La nouvelle garantie des risques locatifs
décembre 2009

La garantie universelle des risques locatifs vient de subir des modifications, et ce dans le but de renforcer la protection des bailleurs privés contre les impayés de loyers.

En cette fin d’année, la nouvelle garantie des risques locatifs (GRL) est mise en place par l’Etat ainsi que par le 1 % Logement (qui devient Action logement) et proposée par les assureurs ayant adhéré au dispositif. La GRL dispense systématiquement les locataires de tout cautionnement.

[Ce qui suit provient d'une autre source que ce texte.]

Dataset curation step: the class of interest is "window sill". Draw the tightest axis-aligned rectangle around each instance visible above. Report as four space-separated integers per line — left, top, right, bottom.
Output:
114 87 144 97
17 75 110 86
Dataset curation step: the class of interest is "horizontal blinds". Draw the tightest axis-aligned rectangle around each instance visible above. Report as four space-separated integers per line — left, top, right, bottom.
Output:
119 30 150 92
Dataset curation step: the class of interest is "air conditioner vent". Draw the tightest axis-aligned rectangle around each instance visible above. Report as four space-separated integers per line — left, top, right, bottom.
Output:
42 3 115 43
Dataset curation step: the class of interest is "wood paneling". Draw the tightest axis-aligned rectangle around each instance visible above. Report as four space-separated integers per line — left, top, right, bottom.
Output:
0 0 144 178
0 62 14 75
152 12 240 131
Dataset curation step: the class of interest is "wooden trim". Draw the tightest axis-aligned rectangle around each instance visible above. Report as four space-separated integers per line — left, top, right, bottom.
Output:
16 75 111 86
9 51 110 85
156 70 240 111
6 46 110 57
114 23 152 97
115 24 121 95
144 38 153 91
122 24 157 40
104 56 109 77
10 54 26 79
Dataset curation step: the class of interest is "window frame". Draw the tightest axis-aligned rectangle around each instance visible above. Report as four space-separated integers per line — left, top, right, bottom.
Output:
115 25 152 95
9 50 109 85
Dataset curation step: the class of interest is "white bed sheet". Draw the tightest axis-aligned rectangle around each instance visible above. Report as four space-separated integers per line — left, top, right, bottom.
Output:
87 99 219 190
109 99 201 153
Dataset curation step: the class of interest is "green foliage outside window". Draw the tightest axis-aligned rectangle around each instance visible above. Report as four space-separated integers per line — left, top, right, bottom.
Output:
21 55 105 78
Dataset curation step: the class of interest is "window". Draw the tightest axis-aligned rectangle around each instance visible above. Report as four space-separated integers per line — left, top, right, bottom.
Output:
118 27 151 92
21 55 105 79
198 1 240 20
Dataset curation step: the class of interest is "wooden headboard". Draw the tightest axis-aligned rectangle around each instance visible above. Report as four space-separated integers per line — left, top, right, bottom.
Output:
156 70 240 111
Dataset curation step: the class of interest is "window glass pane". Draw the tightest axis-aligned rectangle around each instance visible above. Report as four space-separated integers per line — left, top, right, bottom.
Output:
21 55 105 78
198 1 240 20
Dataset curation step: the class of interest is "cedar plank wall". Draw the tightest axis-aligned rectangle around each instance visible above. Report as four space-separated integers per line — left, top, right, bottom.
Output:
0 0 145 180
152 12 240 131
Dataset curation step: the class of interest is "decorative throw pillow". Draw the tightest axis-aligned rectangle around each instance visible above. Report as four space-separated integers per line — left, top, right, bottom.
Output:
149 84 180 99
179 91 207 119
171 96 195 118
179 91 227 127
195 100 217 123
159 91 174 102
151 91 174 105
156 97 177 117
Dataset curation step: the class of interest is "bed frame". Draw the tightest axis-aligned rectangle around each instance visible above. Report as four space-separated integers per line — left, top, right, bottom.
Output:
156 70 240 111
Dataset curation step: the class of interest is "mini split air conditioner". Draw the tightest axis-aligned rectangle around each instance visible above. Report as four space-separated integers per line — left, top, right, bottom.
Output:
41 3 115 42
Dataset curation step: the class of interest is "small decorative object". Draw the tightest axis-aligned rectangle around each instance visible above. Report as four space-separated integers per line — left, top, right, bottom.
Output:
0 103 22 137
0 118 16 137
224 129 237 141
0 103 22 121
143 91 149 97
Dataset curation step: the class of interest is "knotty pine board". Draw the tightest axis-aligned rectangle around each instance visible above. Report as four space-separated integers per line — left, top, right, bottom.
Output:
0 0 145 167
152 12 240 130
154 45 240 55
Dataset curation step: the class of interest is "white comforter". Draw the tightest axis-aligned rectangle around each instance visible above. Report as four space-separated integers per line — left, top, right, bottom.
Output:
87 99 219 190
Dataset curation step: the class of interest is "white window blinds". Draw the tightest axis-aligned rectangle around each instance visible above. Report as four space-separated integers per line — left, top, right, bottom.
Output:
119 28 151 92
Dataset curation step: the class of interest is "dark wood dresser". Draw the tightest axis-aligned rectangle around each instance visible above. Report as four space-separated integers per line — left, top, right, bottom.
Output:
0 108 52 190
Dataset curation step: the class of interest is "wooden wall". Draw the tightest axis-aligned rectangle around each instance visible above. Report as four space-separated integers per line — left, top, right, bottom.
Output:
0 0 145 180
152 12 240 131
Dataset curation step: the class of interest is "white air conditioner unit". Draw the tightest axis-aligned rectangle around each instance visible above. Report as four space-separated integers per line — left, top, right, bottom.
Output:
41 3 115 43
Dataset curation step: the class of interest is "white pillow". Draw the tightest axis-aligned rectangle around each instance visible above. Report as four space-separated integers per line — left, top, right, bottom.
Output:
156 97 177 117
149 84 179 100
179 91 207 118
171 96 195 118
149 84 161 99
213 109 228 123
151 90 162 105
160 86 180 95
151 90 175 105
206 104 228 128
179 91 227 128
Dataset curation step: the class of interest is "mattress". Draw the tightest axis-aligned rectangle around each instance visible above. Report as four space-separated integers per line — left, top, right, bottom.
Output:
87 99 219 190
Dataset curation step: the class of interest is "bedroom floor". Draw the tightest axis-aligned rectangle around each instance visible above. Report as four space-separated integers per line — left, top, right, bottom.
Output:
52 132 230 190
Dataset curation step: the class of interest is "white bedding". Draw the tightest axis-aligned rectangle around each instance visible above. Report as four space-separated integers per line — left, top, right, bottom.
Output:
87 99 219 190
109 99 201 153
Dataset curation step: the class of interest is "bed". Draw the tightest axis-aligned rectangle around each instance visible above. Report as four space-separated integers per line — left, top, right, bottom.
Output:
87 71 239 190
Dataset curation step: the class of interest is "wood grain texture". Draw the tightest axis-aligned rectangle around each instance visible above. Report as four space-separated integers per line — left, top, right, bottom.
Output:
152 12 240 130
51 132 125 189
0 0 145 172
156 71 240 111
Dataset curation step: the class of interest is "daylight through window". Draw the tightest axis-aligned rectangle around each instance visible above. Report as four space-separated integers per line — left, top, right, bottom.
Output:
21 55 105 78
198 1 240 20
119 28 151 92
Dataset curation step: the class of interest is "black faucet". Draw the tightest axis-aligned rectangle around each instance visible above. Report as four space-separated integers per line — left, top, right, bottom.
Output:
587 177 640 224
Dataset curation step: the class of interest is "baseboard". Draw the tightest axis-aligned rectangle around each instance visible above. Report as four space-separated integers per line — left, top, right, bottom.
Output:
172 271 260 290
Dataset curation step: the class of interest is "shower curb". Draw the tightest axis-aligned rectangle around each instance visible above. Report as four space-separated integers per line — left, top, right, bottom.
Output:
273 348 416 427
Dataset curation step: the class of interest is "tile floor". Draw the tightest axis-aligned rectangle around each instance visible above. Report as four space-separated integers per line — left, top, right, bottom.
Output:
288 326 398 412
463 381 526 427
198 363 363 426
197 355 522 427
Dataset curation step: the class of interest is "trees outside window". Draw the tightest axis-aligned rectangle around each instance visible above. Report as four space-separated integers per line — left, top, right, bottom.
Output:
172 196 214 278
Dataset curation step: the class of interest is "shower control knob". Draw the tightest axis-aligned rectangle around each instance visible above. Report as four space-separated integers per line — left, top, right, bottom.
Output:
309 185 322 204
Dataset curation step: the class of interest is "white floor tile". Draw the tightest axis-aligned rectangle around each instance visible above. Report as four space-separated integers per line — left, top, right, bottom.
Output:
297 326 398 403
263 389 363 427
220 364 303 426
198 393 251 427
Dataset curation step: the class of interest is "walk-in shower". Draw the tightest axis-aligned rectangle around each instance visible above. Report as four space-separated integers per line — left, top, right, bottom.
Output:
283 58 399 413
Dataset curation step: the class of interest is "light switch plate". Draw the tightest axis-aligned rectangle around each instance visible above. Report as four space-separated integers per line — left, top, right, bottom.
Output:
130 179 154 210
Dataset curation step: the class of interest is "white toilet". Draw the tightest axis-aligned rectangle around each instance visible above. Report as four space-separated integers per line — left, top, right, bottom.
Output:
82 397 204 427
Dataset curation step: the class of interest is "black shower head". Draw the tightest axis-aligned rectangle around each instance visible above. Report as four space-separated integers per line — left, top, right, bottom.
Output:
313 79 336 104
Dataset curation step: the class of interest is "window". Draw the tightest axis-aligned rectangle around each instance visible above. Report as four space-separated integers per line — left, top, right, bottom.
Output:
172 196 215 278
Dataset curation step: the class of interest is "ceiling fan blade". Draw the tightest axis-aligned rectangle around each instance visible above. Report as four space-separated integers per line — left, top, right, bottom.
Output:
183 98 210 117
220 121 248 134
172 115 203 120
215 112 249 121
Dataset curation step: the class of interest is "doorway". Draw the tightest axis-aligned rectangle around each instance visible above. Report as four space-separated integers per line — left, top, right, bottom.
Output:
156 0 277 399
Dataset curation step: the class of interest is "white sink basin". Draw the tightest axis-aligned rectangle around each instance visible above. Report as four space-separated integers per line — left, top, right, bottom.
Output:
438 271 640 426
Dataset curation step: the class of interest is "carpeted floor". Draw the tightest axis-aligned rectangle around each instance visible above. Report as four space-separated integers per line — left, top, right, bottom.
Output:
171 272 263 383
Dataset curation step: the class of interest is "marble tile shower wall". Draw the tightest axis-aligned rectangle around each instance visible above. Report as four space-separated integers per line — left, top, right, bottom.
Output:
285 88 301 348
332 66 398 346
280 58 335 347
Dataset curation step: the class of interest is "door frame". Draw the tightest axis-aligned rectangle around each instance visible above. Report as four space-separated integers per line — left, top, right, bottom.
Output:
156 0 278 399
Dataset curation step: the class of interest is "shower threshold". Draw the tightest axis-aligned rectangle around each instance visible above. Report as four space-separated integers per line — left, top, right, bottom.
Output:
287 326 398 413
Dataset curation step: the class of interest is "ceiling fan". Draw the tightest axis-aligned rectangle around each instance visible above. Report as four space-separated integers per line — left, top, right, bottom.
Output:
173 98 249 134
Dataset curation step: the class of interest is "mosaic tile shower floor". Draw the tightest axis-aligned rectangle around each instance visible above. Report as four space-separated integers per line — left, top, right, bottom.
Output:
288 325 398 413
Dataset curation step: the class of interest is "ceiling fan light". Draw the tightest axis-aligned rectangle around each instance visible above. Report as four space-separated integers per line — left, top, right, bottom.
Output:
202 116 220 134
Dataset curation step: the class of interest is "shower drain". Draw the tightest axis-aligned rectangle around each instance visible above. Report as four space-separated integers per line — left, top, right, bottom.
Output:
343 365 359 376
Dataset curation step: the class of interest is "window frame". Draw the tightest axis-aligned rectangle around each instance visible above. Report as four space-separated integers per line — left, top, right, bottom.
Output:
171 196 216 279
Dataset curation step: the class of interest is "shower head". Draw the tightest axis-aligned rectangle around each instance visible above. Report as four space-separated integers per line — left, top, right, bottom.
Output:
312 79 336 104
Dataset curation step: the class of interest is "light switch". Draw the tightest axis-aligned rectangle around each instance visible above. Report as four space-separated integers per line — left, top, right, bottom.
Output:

Les bailleurs et locataires concernés

La GRL permet aux propriétaires bailleurs, personnes physiques ou morales, du parc privé de souscrire un contrat d’assurance garantissant les impayés de loyers et les dégradations locatives, et ce auprès de tout assureur qui adhère au dispositif. En revanche, ce dernier exclut les logements qui, d’une part, appartiennent à des personnes morales (sauf les SCI constituées entre parents et alliés jusqu’au 4e degré inclus) et qui, d’autre part, font l’objet d’une convention à l’aide personnalisée au logement, ainsi que les sous-locations, les baux commerciaux, ruraux et professionnels. Loué nu ou meublé à titre de résidence principale, le logement couvert par la GRL doit avoir un montant de loyer mensuel (charges comprises) n’excédant pas 2 000 €. Tout locataire dont le taux d’effort* ne dépasse pas 50 % de ses ressources est éligible à la GRL, et ce quel que soit son statut professionnel. Des dispositions particulières concernent les locataires qui présentent un taux d’effort compris entre 28 % et 50 % ou qui se trouvent en situation de précarité avec un taux d’effort inférieur à 50 %. Selon le profil de ces ménages, le 1 % Logement ou l’Etat effectuera, en cas de sinistre et de défaillance du locataire, une compensation financière auprès de l’assureur ainsi qu’un accompagnement social du ménage en difficulté, notamment pour l’apurement de la dette.

Les garanties

Le contrat socle de la GRL se compose de trois garanties minimales : les loyers impayés, les dégradations locatives et les frais de contentieux (pour le recouvrement de l’impayé ou le remboursement des dégradations). Concernant la garantie relative aux loyers impayés, un sinistre est constitué soit en cas d’impayé total pendant deux mois consécutifs ou non, soit en cas d’impayé partiel, quand le cumul des sommes impayées durant une période maximale d’un an atteint un mois de loyer, déduction faite des aides au logement versées au bailleur. Le plafond d’indemnisation s’élève à 70 000 €, au titre de la garantie des loyers impayés et des frais de contentieux. L’indemnisation des dégradations locatives prend en charge les coûts des travaux de remise en état du logement en cas de dégradations imputables au locataire sortant, causées durant sa période d’occupation et constatées lors de la reprise effective du logement. Elle est versée dans la limite d’un plafond de 7 700 € TTC pour une location nue et de 3 500 € TTC pour une location meublée, avec une franchise égale au montant du dépôt de garantie.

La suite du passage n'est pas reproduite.